Le BRA : le Bulletin d’estimation des risques d’avalanche

Publié tous les jours d’hiver à partir de 16h par Météo France (téléchargeable sur le site Internet), le Bulletin d’estimation du risque est l’un des premiers outils à utiliser pour se renseigner sur les risques d’avalanche avant de s’éclipser hors-piste. Chaque massif dispose de son propre BRA afin de proposer les indications les plus précises et les plus localisées possibles.
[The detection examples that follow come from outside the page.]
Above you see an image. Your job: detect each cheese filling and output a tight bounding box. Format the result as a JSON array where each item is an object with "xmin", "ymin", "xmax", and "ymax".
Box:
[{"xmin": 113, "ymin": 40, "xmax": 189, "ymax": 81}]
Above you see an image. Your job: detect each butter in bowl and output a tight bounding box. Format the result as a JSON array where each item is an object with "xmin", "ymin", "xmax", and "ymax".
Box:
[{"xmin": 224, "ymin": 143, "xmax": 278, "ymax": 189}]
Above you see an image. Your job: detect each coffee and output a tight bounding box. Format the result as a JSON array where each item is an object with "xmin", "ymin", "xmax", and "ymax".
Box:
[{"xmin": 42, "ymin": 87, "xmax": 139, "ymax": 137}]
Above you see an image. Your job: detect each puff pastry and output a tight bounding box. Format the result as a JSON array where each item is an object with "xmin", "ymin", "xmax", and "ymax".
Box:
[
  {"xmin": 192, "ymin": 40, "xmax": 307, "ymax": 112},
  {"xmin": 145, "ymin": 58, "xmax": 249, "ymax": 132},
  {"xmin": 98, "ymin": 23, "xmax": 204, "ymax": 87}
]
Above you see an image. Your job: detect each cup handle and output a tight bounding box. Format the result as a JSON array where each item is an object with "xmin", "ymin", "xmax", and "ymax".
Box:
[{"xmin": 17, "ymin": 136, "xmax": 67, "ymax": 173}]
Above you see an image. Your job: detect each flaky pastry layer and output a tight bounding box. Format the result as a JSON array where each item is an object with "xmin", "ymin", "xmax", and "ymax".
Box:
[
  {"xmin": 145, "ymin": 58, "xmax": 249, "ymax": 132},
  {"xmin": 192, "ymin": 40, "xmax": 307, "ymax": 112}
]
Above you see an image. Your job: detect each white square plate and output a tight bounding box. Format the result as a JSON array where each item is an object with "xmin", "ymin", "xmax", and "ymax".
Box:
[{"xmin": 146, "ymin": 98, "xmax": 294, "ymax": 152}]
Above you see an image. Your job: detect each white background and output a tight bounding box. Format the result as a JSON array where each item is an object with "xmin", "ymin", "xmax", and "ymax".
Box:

Le BRA récapitule toutes les informations nécessaires pour évaluer la stabilité du manteau neigeux. Il met en avant notamment les orientations les plus dangereuses ainsi que la hauteur de neige hors-piste. De plus, vous obtiendrez des détails spécifiques quant aux effets du vent et de la température sur la couche de neige. Il est accompagné d’une analyse fine des spécialistes de la montagne. Ainsi, vous pourrez déterminer quel itinéraire hors-piste présente le moins de risques.

 

Les trois règles simples pour se prémunir de tous dangers hors-piste :

  • Avant toute chose, il faut savoir rester humble face à la montagne. Nous ne sommes que peu de chose face à la puissance de Mère Nature.
  • Deuxièmement, soyez réaliste quant à votre niveau et vos capacités physiques.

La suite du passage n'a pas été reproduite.